Currently, the widow operation is only supported in keyed streams

Keyed Windows

  1. stream
  2. .key_by(...)
  3. .window(...) <- required: "assigner"
  4. [.trigger(...)] <- optional: "trigger" (else default trigger)
  5. [.allowed_lateness(...)] <- optional: "lateness" (else zero)
  6. .apply/process() <- required: "function"

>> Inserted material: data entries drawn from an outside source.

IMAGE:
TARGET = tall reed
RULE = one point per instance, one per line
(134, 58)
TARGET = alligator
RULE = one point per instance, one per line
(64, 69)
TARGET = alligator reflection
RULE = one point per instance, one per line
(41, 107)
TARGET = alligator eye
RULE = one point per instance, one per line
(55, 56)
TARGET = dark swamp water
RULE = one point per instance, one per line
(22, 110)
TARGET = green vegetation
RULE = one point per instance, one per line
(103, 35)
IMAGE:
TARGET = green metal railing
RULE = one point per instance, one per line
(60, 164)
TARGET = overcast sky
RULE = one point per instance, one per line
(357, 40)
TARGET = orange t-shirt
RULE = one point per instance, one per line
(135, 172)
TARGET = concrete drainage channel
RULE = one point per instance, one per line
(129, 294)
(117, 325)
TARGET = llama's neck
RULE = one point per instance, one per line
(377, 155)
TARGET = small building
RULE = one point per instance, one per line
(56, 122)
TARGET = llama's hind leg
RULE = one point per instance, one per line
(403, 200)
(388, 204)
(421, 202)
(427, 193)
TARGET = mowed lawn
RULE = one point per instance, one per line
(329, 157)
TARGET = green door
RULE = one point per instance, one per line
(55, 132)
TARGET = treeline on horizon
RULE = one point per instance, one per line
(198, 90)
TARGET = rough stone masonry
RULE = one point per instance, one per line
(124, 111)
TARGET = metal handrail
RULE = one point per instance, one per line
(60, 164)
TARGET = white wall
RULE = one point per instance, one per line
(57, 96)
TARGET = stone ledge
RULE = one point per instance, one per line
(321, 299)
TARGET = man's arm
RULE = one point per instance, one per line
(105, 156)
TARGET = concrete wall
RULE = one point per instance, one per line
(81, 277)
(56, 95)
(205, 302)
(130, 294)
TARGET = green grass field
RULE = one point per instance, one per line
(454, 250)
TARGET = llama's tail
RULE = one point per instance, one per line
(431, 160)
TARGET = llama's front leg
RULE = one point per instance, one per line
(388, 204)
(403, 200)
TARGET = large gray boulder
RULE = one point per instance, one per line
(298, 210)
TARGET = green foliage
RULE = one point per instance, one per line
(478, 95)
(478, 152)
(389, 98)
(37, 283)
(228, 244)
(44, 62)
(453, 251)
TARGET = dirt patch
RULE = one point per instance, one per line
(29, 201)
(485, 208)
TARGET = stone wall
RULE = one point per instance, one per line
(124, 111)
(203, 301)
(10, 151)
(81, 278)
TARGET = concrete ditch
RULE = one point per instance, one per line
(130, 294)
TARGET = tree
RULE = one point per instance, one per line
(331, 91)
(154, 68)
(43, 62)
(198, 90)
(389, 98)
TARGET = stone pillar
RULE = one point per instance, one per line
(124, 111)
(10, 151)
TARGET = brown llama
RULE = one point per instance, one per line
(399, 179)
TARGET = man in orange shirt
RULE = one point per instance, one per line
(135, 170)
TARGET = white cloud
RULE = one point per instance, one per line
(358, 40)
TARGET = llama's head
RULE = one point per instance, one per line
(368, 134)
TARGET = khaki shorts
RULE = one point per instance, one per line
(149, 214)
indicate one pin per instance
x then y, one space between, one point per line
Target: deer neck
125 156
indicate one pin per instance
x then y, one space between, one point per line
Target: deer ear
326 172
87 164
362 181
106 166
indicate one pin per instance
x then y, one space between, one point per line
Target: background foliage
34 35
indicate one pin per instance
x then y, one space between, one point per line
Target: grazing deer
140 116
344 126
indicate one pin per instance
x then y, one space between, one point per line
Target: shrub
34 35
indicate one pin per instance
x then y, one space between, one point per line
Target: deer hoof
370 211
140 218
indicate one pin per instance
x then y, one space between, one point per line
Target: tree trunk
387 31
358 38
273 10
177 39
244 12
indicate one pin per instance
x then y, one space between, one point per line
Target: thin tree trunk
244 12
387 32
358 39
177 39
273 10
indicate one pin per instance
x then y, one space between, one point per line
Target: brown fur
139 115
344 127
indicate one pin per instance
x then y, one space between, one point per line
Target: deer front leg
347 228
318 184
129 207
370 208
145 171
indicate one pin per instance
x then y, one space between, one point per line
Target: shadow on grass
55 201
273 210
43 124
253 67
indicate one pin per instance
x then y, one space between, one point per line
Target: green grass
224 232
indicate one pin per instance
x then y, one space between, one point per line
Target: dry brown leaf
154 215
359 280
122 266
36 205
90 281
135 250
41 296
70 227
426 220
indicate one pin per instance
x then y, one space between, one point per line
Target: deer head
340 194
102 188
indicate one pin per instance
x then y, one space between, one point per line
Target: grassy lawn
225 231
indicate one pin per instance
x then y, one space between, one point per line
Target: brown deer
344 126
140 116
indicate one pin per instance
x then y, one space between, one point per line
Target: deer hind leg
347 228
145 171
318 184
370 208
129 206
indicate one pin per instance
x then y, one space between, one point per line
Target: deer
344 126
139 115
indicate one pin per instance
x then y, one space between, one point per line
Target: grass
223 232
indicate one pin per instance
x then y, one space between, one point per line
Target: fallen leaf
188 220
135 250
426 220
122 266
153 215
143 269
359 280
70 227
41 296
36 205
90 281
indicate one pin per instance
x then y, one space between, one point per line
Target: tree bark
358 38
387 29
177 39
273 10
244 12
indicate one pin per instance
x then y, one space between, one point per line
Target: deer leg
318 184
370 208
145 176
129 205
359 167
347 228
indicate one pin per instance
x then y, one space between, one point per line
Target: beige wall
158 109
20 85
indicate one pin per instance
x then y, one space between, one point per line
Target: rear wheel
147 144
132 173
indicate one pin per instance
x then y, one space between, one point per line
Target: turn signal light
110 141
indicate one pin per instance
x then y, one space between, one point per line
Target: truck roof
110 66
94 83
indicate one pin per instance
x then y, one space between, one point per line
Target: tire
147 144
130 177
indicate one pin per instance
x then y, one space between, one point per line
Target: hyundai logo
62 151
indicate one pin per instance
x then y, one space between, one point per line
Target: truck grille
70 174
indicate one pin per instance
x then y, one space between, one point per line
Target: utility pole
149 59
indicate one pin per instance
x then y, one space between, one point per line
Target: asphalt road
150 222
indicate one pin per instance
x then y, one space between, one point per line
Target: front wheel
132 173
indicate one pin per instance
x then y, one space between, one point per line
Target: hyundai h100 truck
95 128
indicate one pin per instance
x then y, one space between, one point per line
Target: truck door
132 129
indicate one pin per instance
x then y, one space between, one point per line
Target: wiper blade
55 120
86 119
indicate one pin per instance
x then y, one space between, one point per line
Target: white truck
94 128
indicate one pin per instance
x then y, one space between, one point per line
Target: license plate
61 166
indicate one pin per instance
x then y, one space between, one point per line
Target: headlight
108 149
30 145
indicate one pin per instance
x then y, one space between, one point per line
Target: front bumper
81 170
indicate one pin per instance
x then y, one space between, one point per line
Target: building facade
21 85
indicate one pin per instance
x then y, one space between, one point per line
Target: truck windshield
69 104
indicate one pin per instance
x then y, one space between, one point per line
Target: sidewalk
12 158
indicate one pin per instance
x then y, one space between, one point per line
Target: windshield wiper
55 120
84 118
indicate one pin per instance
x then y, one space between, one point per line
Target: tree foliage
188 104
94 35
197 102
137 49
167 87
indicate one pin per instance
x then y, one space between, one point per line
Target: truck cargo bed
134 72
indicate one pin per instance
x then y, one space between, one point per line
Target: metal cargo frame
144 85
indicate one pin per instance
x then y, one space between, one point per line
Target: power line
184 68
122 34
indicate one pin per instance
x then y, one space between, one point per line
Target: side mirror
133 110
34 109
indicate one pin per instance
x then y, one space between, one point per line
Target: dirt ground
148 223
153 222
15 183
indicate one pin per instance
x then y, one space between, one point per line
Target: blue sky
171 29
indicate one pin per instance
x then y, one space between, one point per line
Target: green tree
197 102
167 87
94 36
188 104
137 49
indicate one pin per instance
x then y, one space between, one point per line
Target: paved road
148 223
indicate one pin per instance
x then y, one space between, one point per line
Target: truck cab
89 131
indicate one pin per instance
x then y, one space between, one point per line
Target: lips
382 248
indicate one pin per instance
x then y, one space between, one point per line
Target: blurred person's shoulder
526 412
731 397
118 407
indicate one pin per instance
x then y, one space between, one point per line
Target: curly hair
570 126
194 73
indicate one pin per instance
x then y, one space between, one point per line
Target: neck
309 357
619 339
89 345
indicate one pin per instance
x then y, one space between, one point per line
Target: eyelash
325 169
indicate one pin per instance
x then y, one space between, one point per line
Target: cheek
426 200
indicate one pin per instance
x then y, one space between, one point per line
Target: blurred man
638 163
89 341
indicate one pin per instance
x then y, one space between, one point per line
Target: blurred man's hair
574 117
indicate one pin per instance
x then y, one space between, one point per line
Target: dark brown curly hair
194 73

In the above, the commands in square brackets ([…]) are optional. This reveals that Flink allows you to customize your windowing logic in many different ways so that it best fits your needs.

Window Lifecycle

In a nutshell, a window is created as soon as the first element that should belong to this window arrives, and the window is completely removed when the time (event or processing time) passes its end timestamp plus the user-specified allowed lateness (see Allowed Lateness). Flink guarantees removal only for time-based windows and not for other types, e.g. global windows (see Window Assigners). For example, with an event-time-based windowing strategy that creates non-overlapping (or tumbling) windows every 5 minutes and has an allowed lateness of 1 min, Flink will create a new window for the interval between 12:00 and 12:05 when the first element with a timestamp that falls into this interval arrives, and it will remove it when the watermark passes the 12:06 timestamp.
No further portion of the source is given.